Par Jean-Pierre Rosa
Le rapport récent du Cnesco (Conseil national d’évaluation du système scolaire) sur les inégalités dans le système scolaire français bouscule bien des idées reçues et continue à provoquer remous et mises au point.
En effet, alors que notre pays se targue souvent d’être une lumière pour les nations, les enquêtes successives, notamment l’enquête PISA1 menée par l’OCDE, montrent que les inégalités progressent davantage en France qu’à l’étranger, notre pays se trouvant même en queue de peloton des 35 pays de l’OCDE en la matière.
A dire vrai, non seulement ce constat était déjà présent dans l’enquête PISA 2012, mais les politiques à mettre en œuvre pour remédier à cet état de fait étaient aussi présentées, résultats – déjà – à l’appui.
Pourtant, comme les chercheurs du Cnesco le soulignent, c’est justement la continuité des politiques menées depuis trente ans sur la base de présupposés idéologiques et ce sans recours à l’évaluation et la confrontation, qui pose problème. En effet, depuis 1982, les ministres successifs, gauche et droite confondues, se sont mis en devoir d’augmenter les moyens humains et financiers mis à disposition d’élèves en difficultés à travers ce que l’on appelle l’éducation prioritaire. Or, contrairement à une certaine évidence, ce sont ces politiques « compensatrices » qui sont inefficaces. Ou tout au moins qui ne peuvent être que des palliatifs à un manque plus grave dont il faut se saisir plus tôt : l’inégalité sociale.
C’est en effet en amont qu’il faut agir. Essentiellement en faisant de la mixité sociale à l’école une option clé menée de façon volontariste. C’est en tous les cas de cette façon qu’un certain nombre d’autres pays de l’OCDE, moins idéologues, et donc plus ouverts à l’évaluation et à l’expérimentation, gagnent la course de la justice sociale.
Agir en amont, prévenir. Tel est sans doute l’idée centrale à retenir de cette étude. Créer les conditions d’une éducation réussie et non y remédier. Les politiques d’éducation prioritaire qui cherchent à guérir le mal sont en réalité extrêmement coûteuses, et peuvent être, au final, stigmatisantes, ce qui les risque de les rendre contre productives. En outre, menées par des professeurs souvent inexpérimentés, elles souffrent d’un manque de considération et de savoir faire pédagogique.

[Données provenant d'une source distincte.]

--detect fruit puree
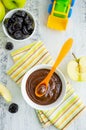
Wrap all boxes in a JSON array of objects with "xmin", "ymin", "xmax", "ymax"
[{"xmin": 26, "ymin": 69, "xmax": 62, "ymax": 105}]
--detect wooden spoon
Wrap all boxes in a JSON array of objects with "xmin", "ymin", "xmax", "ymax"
[{"xmin": 35, "ymin": 38, "xmax": 73, "ymax": 97}]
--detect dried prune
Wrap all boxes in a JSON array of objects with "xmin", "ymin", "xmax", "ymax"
[
  {"xmin": 13, "ymin": 30, "xmax": 23, "ymax": 39},
  {"xmin": 8, "ymin": 103, "xmax": 18, "ymax": 113},
  {"xmin": 8, "ymin": 24, "xmax": 14, "ymax": 35},
  {"xmin": 27, "ymin": 24, "xmax": 34, "ymax": 31},
  {"xmin": 28, "ymin": 28, "xmax": 33, "ymax": 35},
  {"xmin": 22, "ymin": 25, "xmax": 29, "ymax": 35},
  {"xmin": 4, "ymin": 18, "xmax": 9, "ymax": 28},
  {"xmin": 5, "ymin": 42, "xmax": 14, "ymax": 50},
  {"xmin": 15, "ymin": 10, "xmax": 26, "ymax": 18},
  {"xmin": 12, "ymin": 22, "xmax": 22, "ymax": 31},
  {"xmin": 24, "ymin": 15, "xmax": 32, "ymax": 25}
]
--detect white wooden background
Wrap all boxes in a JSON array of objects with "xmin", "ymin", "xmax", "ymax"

Dans l’éducation nationale – tout comme dans la politique de santé – la prévention et l’évaluation sont les parents pauvres de nos systèmes. Sans doute faut-il y voir la marque d’une pensée tellement sûre d’elle qu’elle ne voit même plus les présupposés idéologiques de son fonctionnement et ne cherche guère à expérimenter et évaluer des solutions innovantes mais dérangeantes pour la pérennité de ses acteurs.
Jean-Pierre Rosa, de l’équipe de la Tribune des SSF
1Le programme PISA (Program for International Student Assessment) est un ensemble d’études triennales menées par l’OCDE depuis l’an 2000 visant à mesurer les performances des systèmes éducatifs des pays membres et non membres.